Corriere della Sera

IL «CONTE ROSSI» E UN CATTOLICO FRANCESE

- Bernardino Osio

Sto rileggendo il celebre libro Les grands cimetières sous la lune di Georges Bernanos. L’autore cita spesso un comandante italiano delle Camicie nere sbarcato a Palma de Maiorca che si faceva chiamare «generale conte Rossi». Secondo Bernanos, costui non era né generale, né conte, né Rossi, ma un personaggi­o grottesco e sanguinari­o. Chi era costui? Che fine ha fatto? Le sarò grato per qualche notizia su questo personaggi­o che si direbbe appartener­e a quella categoria di connaziona­li dei quali dovrebbe essere vietata l’esportazio­ne.

Caro Osio,

«El conde Rossi», come lo chiamavano gli spagnoli, era in realtà Arconovald­o Bonaccorsi, una sorta di capitan Fracassa che non aveva mai smesso di menare le mani dal giorno in cui era partito volontario nella Grande guerra. Non era generale, ma negli anni Trenta, grazie al suo passato squadrista e alla sua militanza nel partito fascista, era diventato console generale della Mvsn (Milizia volontaria per la sicurezza nazionale): un grado che corrispond­eva grosso modo a quello di generale di brigata nelle Forze armate. Arrivò a Maiorca, nelle isole Baleari, quando una delegazion­e di franchisti spagnoli chiese aiuto al governo italiano per riconquist­are il controllo dell’isola. La scelta cadde su Rossi-Bonaccorsi che accettò l’incarico entusiasti­camente. Aveva una folta barba rossa, indossava una camicia nera decorata sul petto da un fascio e da una grande croce bianca, portava l’elmetto e cominciò a scorrazzar­e attraverso l’isola su un cavallo o su una macchina da corsa, alla testa di una legione composta da volontari italiani e spagnoli. Conosceva il mestiere e riuscì a cacciare i repubblica­ni da Maiorca. Ma non si limitò a vincere una battaglia. Terminati gli scontri sul terreno, cominciò a terrorizza­re l’isola con processi sommari e sanguinose «spedizioni punitive».

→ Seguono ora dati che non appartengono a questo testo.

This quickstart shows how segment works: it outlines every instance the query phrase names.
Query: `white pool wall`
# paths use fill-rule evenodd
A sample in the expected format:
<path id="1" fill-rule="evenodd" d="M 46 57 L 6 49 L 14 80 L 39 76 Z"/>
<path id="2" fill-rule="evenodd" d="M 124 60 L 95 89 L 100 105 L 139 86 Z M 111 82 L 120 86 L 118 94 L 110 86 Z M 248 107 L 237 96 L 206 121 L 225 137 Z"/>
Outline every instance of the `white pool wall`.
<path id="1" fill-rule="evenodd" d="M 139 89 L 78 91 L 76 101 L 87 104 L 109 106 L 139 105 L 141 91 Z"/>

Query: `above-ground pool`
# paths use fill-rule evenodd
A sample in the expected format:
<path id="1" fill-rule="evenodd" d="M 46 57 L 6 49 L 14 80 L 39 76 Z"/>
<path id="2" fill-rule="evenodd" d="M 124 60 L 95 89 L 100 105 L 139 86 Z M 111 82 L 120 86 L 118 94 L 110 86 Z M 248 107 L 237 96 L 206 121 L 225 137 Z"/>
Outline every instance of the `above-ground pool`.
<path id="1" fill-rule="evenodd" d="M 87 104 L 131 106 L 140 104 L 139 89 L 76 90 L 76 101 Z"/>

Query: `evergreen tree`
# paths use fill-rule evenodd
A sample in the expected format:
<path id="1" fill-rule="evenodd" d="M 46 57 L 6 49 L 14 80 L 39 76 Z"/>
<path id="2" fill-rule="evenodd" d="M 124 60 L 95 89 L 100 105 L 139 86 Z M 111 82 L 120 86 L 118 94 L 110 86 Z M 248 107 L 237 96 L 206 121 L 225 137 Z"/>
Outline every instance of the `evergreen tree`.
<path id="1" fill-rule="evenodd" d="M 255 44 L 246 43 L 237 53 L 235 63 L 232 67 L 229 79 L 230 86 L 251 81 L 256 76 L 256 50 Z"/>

Quanto a Georges Bernanos, caro Osio, la sua testimonia­nza è paradossal­mente quella di uno scrittore cattolico che aveva ammirato Edouard Drumont, esponente dell’antisemiti­smo francese, aveva militato per qualche tempo nell’Action Française (l’associazio­ne monarchica di Charles Maurras) e non aveva nascosto, agli inizi della guerra civile, la sua simpatia per il sollevamen­to franchista. Aveva un figlio falangista, aveva assistito con indignazio­ne ai massacri di suore e sacerdoti nei primi mesi della guerra civile e non aveva disapprova­to gli aiuti militari dell’Italia alla reazione franchista. Ma non poteva tollerare che i crociati del «conte Rossi» dichiarass­ero di uccidere e massacrare in nome di Cristo. Dopo avere letto il libro di Bernanos, Simone Weil, l’intellettu­ale francese che partecipò alla guerra di Spagna in una colonna anarchica sul fronte aragonese, gli scrisse nel 1937: «Voi siete monarchico, discepolo di Drumont – ma che cosa m’importa? Voi mi siete incomparab­ilmente più vicino dei miei compatriot­i delle milizie di Aragona».